Catch Anomalies Before They Become Incidents: Inside OpenObserve's Built-In Detection Engine

Bhargav Patel,Loakesh Indiran

March 25, 2026

10 min read

Don’t forget to share!

Ready to get started?

Try OpenObserve Cloud today for more efficient and performant observability.

Table of Contents

Your database slows at 2:47am. By 3:15am it's a full outage. The postmortem shows the signal was there — disk I/O started behaving unusually around 1am — but no alert fired because there's no good way to threshold "unusual I/O."

This is the gap anomaly detection fills. Not "alert when X > Y" — but "alert when X is behaving differently than it historically has."

OpenObserve ships a built-in anomaly detection engine powered by Rust and Random Cut Forest. Point it at a stream, set a training window, and it learns what normal looks like for your data — then alerts when things stop looking normal. No external scripts. No ML infrastructure. No labeled training data.

Already read our API-based anomaly detection guide? This is about the engine built into OpenObserve — same algorithm, zero setup overhead.

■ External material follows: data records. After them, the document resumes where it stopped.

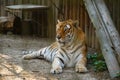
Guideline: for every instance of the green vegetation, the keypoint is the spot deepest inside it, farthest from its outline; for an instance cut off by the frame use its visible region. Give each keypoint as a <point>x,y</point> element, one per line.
<point>97,62</point>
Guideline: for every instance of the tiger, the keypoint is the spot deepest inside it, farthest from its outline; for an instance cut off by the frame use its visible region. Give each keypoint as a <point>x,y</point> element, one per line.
<point>68,50</point>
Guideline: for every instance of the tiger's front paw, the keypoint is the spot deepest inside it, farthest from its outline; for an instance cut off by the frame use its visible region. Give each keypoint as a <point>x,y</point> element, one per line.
<point>26,57</point>
<point>56,70</point>
<point>80,68</point>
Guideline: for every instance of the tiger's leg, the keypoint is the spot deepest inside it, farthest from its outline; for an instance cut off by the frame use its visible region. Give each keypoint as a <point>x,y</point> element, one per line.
<point>81,64</point>
<point>57,65</point>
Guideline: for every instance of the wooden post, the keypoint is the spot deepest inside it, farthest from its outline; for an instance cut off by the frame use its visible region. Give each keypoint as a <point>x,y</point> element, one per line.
<point>109,26</point>
<point>103,36</point>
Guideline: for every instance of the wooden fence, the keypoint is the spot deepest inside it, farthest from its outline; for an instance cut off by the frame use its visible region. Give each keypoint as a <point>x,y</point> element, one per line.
<point>69,9</point>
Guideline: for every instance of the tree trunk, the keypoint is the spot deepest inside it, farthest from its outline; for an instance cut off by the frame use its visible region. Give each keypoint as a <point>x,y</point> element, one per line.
<point>102,33</point>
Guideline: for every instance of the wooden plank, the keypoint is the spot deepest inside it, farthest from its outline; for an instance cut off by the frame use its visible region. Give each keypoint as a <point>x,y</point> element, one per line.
<point>110,27</point>
<point>107,50</point>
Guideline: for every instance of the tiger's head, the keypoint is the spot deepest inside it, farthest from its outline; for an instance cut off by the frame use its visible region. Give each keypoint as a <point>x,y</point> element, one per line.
<point>65,31</point>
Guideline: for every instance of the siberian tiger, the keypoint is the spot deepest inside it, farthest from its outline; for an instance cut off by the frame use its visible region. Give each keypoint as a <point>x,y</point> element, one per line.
<point>69,50</point>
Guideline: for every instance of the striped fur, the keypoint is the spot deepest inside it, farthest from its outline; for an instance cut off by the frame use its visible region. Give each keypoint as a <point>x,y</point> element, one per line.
<point>69,50</point>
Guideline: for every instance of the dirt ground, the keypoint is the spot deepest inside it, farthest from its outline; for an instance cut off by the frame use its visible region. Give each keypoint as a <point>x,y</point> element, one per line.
<point>13,67</point>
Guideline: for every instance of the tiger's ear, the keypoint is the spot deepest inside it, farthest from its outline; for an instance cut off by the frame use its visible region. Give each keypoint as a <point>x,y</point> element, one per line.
<point>58,21</point>
<point>76,23</point>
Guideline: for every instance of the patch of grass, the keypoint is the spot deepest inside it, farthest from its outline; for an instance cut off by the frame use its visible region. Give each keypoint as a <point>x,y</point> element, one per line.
<point>97,62</point>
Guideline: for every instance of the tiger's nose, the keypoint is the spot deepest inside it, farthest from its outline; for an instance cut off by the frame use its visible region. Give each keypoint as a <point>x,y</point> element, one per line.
<point>58,36</point>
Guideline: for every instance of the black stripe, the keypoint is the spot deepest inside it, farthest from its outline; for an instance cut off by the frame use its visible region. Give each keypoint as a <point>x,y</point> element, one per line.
<point>61,54</point>
<point>76,49</point>
<point>64,52</point>
<point>60,59</point>
<point>77,56</point>
<point>53,52</point>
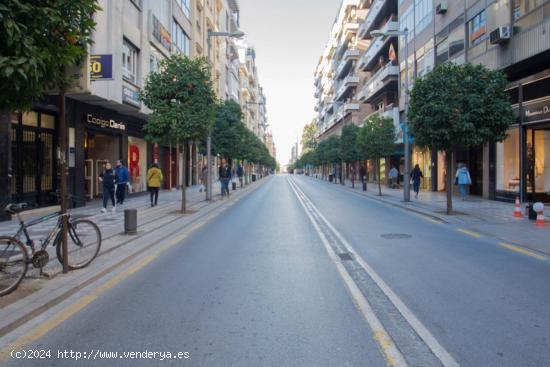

Why Static Thresholds Break

Most alerting asks you to define what "bad" looks like upfront. That works until it doesn't:

Gradual degradation — latency drifting up 5ms/hour never crosses a threshold, but after 6 hours you're down
Seasonal baselines — 1,000 errors/min on Black Friday is fine; the same number at 4am Sunday is a crisis
Unknown unknowns — what should disk I/O look like at 1am on a Tuesday?

OpenObserve's approach: train a model on your historical data, then score new data against what the model expects.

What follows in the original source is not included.